La Espina sonrió, afilada.

—¿Y qué traerás de vuelta cuando lo reclames? —preguntó—. Todo rescate lleva un cuchillo en el lomo.

—Lo traeré a él —dijo Ariadna sin dudar—. Con su sombra y todo.

El Espejo vibró, satisfecho con tanta claridad. En su superficie apareció un Lucien arrodillado, la cabeza colgando, los hombros tensos como si cargara una piedra sobre el cuello. Detrás, un barro dorado respiraba: el jardín mismo lo apretaba contra sí, celoso.

—Quiero verlo —pidió Ariadna.

—Puedes —concedió la Rosa—, si pagas con verdad.

Ariadna cerró los ojos. Sintió la corona en su muñeca latir más rápido, como apurándola. La verdad que dolía no era sobre Lucien: era sobre ella. La dijo sin temblar.

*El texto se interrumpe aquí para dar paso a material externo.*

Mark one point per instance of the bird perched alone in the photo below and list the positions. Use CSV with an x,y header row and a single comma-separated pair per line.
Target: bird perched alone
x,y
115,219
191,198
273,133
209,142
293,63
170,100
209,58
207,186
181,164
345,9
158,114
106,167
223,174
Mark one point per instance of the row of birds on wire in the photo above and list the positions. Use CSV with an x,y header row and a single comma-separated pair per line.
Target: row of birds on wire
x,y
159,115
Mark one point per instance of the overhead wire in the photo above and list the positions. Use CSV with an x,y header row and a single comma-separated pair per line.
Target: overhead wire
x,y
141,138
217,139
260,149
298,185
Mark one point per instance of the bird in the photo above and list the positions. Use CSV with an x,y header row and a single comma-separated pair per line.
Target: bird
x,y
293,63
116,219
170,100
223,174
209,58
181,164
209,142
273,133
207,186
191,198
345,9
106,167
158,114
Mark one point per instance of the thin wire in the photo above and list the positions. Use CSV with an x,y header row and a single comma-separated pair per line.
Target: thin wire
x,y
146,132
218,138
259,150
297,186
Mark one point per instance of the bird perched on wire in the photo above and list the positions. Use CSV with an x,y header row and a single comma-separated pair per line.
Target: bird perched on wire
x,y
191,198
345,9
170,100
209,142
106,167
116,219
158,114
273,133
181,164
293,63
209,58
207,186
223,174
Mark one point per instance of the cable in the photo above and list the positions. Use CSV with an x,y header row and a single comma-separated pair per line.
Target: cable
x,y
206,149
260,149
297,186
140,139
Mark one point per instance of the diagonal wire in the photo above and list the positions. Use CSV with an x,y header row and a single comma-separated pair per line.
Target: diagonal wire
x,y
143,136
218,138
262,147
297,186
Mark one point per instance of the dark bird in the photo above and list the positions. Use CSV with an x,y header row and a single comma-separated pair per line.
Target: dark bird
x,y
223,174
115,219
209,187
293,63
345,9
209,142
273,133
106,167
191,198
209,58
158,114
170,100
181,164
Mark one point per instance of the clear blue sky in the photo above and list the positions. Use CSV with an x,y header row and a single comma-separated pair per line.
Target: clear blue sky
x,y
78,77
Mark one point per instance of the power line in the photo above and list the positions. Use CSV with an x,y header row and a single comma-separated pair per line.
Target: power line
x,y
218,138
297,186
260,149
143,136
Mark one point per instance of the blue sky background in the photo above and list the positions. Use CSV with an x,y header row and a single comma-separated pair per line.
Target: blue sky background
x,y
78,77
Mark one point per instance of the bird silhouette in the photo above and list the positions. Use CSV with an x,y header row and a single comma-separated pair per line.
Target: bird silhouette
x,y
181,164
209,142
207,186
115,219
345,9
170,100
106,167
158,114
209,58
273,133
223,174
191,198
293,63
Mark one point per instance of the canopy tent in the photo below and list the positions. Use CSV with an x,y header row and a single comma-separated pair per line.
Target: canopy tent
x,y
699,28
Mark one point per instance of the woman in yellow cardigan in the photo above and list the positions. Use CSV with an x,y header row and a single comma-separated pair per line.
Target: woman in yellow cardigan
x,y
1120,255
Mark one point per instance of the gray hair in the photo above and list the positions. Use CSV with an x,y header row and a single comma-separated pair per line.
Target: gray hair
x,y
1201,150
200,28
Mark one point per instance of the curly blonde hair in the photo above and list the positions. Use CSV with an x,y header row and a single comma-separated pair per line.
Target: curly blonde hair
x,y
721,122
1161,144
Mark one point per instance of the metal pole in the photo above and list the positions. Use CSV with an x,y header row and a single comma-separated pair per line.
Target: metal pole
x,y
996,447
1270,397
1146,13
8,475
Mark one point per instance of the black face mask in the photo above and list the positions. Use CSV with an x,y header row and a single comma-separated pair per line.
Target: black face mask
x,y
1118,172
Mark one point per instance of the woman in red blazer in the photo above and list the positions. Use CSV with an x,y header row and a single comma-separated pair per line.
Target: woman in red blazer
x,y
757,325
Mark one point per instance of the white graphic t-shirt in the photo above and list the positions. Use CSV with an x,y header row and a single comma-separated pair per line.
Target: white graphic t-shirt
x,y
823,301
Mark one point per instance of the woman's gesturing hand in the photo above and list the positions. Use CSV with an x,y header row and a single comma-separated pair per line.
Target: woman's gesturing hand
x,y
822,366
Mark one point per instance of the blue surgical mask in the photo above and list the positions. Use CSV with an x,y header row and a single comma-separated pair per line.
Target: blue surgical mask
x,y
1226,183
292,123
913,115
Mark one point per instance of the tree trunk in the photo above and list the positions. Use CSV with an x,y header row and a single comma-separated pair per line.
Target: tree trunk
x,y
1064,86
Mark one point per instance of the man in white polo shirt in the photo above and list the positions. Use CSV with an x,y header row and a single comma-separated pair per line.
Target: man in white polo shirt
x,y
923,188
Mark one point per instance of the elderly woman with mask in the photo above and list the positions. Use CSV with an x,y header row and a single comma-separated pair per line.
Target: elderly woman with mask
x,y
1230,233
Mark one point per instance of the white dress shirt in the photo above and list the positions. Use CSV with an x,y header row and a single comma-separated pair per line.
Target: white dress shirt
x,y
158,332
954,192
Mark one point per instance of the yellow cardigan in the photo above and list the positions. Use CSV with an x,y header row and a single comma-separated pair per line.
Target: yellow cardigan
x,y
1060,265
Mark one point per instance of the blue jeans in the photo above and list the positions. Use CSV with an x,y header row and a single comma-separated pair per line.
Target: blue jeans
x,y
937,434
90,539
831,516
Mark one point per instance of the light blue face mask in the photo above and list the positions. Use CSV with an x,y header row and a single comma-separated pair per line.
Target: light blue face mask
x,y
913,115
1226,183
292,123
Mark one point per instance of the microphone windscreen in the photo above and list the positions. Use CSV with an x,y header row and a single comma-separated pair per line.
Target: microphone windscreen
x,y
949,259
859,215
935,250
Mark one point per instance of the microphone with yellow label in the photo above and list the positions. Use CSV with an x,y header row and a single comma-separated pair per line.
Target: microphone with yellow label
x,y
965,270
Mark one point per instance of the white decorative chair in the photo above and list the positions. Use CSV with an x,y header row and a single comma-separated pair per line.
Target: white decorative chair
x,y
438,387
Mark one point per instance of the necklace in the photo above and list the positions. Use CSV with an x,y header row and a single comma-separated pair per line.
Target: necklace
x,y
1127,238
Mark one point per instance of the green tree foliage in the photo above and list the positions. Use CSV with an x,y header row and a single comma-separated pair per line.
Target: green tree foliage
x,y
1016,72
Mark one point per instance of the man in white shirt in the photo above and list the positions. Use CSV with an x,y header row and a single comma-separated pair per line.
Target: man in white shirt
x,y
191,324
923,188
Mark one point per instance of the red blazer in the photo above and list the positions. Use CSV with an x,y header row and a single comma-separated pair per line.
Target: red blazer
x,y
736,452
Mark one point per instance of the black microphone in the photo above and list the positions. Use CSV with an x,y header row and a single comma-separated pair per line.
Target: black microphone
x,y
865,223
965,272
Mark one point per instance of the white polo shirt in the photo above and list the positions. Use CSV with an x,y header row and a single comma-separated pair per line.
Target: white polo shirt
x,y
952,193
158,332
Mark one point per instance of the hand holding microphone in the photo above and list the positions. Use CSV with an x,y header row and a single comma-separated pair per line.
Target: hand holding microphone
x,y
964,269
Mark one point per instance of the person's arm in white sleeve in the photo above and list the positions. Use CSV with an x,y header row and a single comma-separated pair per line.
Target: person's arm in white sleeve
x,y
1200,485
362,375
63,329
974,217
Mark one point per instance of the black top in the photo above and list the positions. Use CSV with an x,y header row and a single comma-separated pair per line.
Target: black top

—Tengo miedo de amarlo más de lo que él jamás podrá amarme. Miedo de perder mi risa en su dolor. Miedo de convertirme en su jaula con tal de que no lo toque el mundo.

La Espina bajó la cabeza, equivocadamente conmovida.

—Precio aceptado —dictaminó—. Ahora mira.

El Espejo se abrió como una puerta. El corazón del jardín era una catedral hundida. Las columnas eran troncos viejos que sangraban savia oscura; el piso, un tejido apretado de raíces transparentes por donde corría un líquido dorado. En el centro, bajo una cúpula natural de ramas entrelazadas, Lucien estaba de rodillas, con los brazos atados por lianas que no eran duras ni blandas: eran memorias. Cada hebra contenía un recuerdo suyo, latiendo en miniatura: el primer caballo, la primera mentira, el primer “te amo” que no creyó, el último “perdón” que no recibió.

—Lucien… —la voz de Ariadna salió rota y entera al mismo tiempo.

La cabeza se alzó. Los ojos: azul profundo. Por debajo, en el borde, una chispa de oro como un insecto atrapado. Lucien hizo una mueca que no era sonrisa ni dolor —era reconocimiento.

—Pensé que no debía llamarte —dijo con la voz áspera del que ya se dispuso a morir para ahorrarle trabajo a la pena—. Si me oías, vendrías. Si venías… te herían.

—Me hiere no estar —respondió Ariadna, acercándose despacio—. Eso sí mata.

Él hizo ademán de apartarse, pero las lianas no le permitieron el gesto. Ariadna extendió la mano. La primera memoria que tocó fue tibia: la noche en que él, al borde de su cama, se sostuvo la cabeza con la palma para no gritar. Le ardió el dedo. No retiró la mano.